It's beautiful out this morning. The sun is shining and it appears to be one of those days where being outside bringss a lift to one's spirit. And so, I think we shall go for a motorcycle ride this afternoon.
I really miss riding. Once the weather turned cold, of course, riding became a distant memory. And every time I see the bike sitting in the garage, chrome shining like a mirror as Roy is always buffing it, I feel a little ache in my chest. Who knew I would love riding so much? But there is nothing like riding on the back of the motorcycle, holding tightly to the husband as everything whizzes by. It spells freedom. All thoughts melt away out there on the bike with just the pavement and the trees and the wind.

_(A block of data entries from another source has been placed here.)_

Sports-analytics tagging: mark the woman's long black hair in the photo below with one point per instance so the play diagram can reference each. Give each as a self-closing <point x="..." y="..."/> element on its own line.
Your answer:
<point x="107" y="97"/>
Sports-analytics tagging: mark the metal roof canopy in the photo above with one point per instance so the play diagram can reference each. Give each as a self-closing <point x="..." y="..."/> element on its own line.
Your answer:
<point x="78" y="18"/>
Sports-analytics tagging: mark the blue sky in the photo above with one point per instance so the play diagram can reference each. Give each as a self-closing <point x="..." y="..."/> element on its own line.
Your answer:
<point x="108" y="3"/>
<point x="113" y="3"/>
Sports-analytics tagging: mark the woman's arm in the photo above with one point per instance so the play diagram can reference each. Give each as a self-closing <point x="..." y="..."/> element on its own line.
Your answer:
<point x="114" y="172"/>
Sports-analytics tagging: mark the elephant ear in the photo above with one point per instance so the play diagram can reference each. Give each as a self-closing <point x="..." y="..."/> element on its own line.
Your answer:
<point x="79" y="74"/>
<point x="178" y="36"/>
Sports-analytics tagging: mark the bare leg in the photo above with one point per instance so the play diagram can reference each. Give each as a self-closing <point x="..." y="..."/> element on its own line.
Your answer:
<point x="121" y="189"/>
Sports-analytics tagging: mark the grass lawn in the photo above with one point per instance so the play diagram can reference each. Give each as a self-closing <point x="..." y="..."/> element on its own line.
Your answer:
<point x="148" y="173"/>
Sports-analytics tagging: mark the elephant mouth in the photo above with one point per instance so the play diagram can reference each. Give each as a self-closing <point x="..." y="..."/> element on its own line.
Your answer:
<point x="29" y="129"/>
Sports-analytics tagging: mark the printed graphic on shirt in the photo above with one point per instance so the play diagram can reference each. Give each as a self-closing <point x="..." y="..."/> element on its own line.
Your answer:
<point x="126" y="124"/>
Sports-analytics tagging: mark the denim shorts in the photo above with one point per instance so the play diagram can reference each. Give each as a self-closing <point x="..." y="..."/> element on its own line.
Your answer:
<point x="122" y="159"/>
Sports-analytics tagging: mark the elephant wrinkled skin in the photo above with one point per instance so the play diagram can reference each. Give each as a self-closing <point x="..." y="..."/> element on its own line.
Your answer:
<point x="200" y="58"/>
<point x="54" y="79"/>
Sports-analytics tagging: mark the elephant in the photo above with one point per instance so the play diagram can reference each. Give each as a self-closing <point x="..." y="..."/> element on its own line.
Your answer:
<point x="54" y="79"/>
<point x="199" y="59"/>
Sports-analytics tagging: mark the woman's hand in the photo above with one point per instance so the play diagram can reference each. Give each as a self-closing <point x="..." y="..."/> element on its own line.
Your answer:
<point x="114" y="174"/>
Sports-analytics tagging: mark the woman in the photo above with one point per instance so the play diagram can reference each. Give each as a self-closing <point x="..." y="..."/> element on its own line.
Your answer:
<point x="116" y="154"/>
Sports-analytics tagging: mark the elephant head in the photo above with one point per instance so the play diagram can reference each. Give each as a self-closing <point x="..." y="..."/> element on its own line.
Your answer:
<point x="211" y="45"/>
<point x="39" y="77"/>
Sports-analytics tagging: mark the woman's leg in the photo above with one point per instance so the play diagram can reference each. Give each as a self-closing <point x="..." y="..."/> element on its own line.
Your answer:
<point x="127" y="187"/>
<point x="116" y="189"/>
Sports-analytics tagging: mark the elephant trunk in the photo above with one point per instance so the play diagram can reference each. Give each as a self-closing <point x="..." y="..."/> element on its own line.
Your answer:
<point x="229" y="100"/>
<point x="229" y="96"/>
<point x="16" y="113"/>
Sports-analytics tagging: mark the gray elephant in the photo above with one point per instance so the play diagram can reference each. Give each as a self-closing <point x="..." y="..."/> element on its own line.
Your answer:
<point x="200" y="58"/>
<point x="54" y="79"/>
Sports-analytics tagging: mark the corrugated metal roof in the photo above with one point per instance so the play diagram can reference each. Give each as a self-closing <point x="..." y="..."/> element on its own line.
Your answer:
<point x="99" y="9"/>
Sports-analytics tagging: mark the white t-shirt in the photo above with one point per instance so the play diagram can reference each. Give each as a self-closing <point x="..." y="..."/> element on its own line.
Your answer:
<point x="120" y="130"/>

We bought the bike about a year ago. One day the previous fall, I made a flippant comment that it would be a lot of fun to ride on a motorcycle. It was one of those whimsical statements that had absolutely no teeth; I don't even know what sparked it. But when we would be driving down the road and get passed by a couple on a motorcycle, I always thought, ˆThat looks like so much fun!" Of course, I never dared to dream that we would own one. So maybe that is what spurred the commet; or maybe I saw a picture on facebook or the news...who knows.
But anyway, when I made this comment, Roy was in the throes of selling out of his business. The big ticket item that he sold was a customized trailer that he'd spent hours building and getting it just so. It had roll out shelves and a built-fan; it had customized straps for anchoring planes. It was a cadillac-version of an airplane trailer. He lost a little piece of his heart the day it was pulled away as, when he built it, he assumed it would be for a lifetime. But when we moved to North Carolina, he quickly realized that his remote-control airplane hobby was a thing of the past. People just don't fly out here like they do in Missouri. He tried futily to make connections in the community for well over two years; all to no avail. And so, after the trailer sat unused that second year, he determined that it was just a money pit.
Roy is one of those people that needs a hobby. He doesn't do well living the average life of work and family and... the end. He likes to piddle, create, envision. And so, when I made my comment on the tailwind of the departing trailer, Roy's interest was piqued. Without saying a word, he began a systematic search for a motorcycle. I don't think I even realized how serious he was. I mean, evenings were spent purusing different sites he found online; he bookmarked them and read descriptions of various motorcycles, his glasses perched on his nose, feet kicked up in his chair. But I figured he was just passing the time. He isn't really serious.
Sometimes I am just not the brightest bull on the block.
And then, after several months of diligently searching every night, Roy happened upon the perfect bike. It was priced just right; it had all the bells and whistles; it was his dream bike. And so, we loaded up, just the two of us, and headed to Myrtle Beach to look at it. As soon as the guy opeed the door to his garage that housed the bike, my heart skipped a beat. I couldn't even believe it--never seen something quite like it.
It was a beauty.
And so, we brought it home, got it registered and insured, and then after a few months of practicing and taking a class in Asheville, Roy got his license. We were official.
We rode all summer: up into the mountains, over to Cherokee, back roads around Asheville...And as each ride came to a close, I eagerly anticipated the next one.
I recognize that riding is dangerous. It only takes a second and life can be altered in profound ways. So for that reason, I don't know that we will do this for years to come. But Roy is so careful and attentive to his environment. We avoid highways and busy roads.
But out there just the two of us? Talking a mile a minute through our speaker system that's mounted in our helmets? Well, it's just a beautiful thing.
And so...today? We'e going for a ride: the telltale signs of winter whizzing by; cars so close I can reach out and touch them; the pavement beneath me; clinging to this guy in front of me whom I happen to adore; all thoughts blown away as we ride up into the moutains...just the two of us.
I am tired of life happening to me. I'm ready to create a life--one that is joy-filled; purposeful. I'm ready to live.